Trends in alcohol-induced morality are the product of social factors that interact with alcohol consumption and vary across generations, given that alcohol availability, preferences, and norms are highly variable across generation, country, and social class [64, 65]. Substance use more generally has strong cohort effects, as each generation uses alcohol and other additive substances differently as information about health harms, access, and acceptability shift over time [66, 67]. For alcohol use, available evidence indicates that cohorts born in the late 1970s and early 1980s have particularly heavy use of alcohol throughout the lifecourse, which may be reflected in the emerging cohort as they enter the highest period for risk of alcohol-related deaths. Further, per capita alcohol sales as well as self-reported alcohol consumption on national surveys has been increasing in recent years [1], especially among women, which coincides with the emerging period effect that is observed in several of the age–period–cohort models generated to account here for temporal patterns in alcohol-related death.

In summary, age–period–cohort visualization and modeling remains critical for surveillance and informing public health interventions; generally, modeling should be guided by data visualization given that the underlying assumptions of any one model are not verifiable.

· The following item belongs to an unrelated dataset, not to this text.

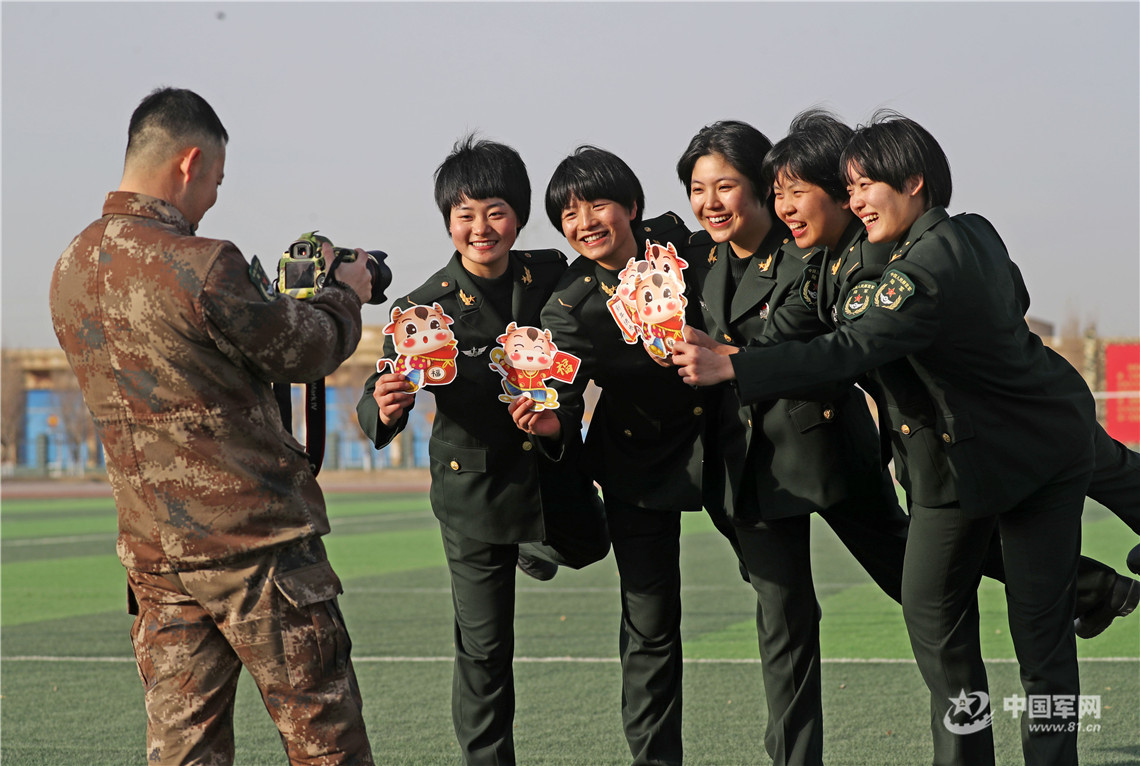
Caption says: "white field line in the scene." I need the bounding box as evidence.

No age–period–cohort model will be appropriate in all circumstances; the choice should be based on the particular data structure and hypothesis. For example, rare outcomes such as mortality may be better suited for the first-derivative or Bayesian approaches, rather than IE or hierarchical age–period–cohort model, unless cross-level interactions or mediation tests are indicated or hypothesized. Hierarchical age–period–cohort models are flexible to a wide range of outcome distributions, but are biased when age, period, and cohort effects are linear (as are other APC models); however, they may be the only model suitable for complex longitudinal structures (as described in this paper) or when mediation tests are indicated. We recommend always confirming results with multiple age–period–cohort models for a robustness check; when results diverge, they should be interpreted with more caution. Visually inspecting and understanding the descriptive patterns of results remains a critical part of the APC modeling process and model selection decision; just like with any analysis, moving straight to a regression or other statistical model without fully understanding the descriptive nature of the trends over time can lead researchers astray.